Kejahatan-kejahatan luar biasa misalnya kasus korupsi, tindak pidana terorisme dan bandar narkoba, tidak bisa dimasukkan dalam penerapan pidana alternatif.

Baca juga: Kebakaran Lapas Tangerang, Komnas HAM Desak Penyelidikan Mendalam dan Transparan

"Jadi, pidana alternatif ini hanya untuk kejahatan-kejahatan tertentu saja," kata Iwan.

Sebagai contoh, orang yang terpaksa mencuri untuk kebutuhan makan dan minum atau memenuhi kebutuhan sehari-hari lainnya bisa diterapkan pidana alternatif, misalnya pidana sanksi sosial.

Contoh lain, orang yang tanpa sengaja atau akibat kelalaiannya mengakibatkan suatu permasalahan hukum, maka penegak hukum bisa menerapkan pidana alternatif.

Oleh karena itu, sebelum pidana alternatif diterapkan, maka harus ada klasifikasi yang jelas untuk menentukan kejahatan apa saja yang bisa diselesaikan melalui pidana alternatif.

"Tidak semua kejahatan, apalagi kejahatan luar biasa sama sekali tidak cocok diterapkan dengan pidana alternatif," kata dia.

Seperti diketahui, kebakaran besar terjadi di Lembaga Pemasyarakatan (Lapas) Kelas I Tangerang, Banten, Rabu (8/9/2021) dini hari.

Baca juga: Benahi Sistem Lapas, Komnas HAM Akan Buat MoU dengan Kemenkumham

Hingga hari ini Kamis (9/9/2021), tercatat sebanyak 44 orang narapidana meninggal dunia dakibat kebakaran itu, puluhan lainnya mengalami luka-luka dan masih dalam perawatan.
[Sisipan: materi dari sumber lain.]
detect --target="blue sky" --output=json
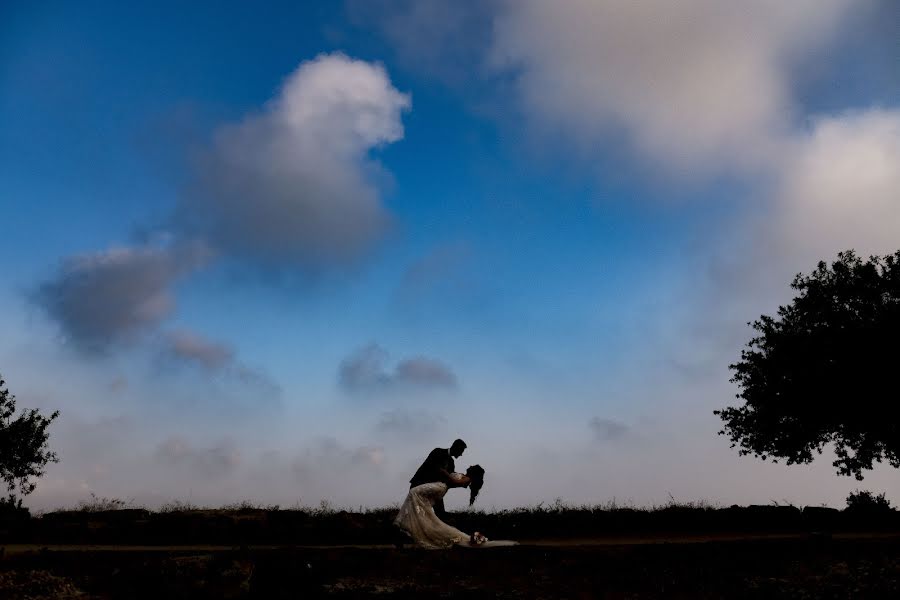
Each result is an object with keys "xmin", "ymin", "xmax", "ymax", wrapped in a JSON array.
[{"xmin": 0, "ymin": 0, "xmax": 900, "ymax": 507}]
Insiden itu mendapat atensi dunia melalui pemberitaan berbagai media asing. Sorotan mereka tertuju pada kelebihan penghuni dan usangnya sistem kelistrikan Lapas.

Dalam artikel yang berjudul "At Least 41 Prisoners, Some Trapped in Cells, Die in a Fire in Indonesia", New York Times menuliskan, penjara itu bergulat dengan kelebihan penghuni.

Sebab, penjara yang dibangun untuk kapasitas 900 narapidana itu justru harus menampung 2.072 orang.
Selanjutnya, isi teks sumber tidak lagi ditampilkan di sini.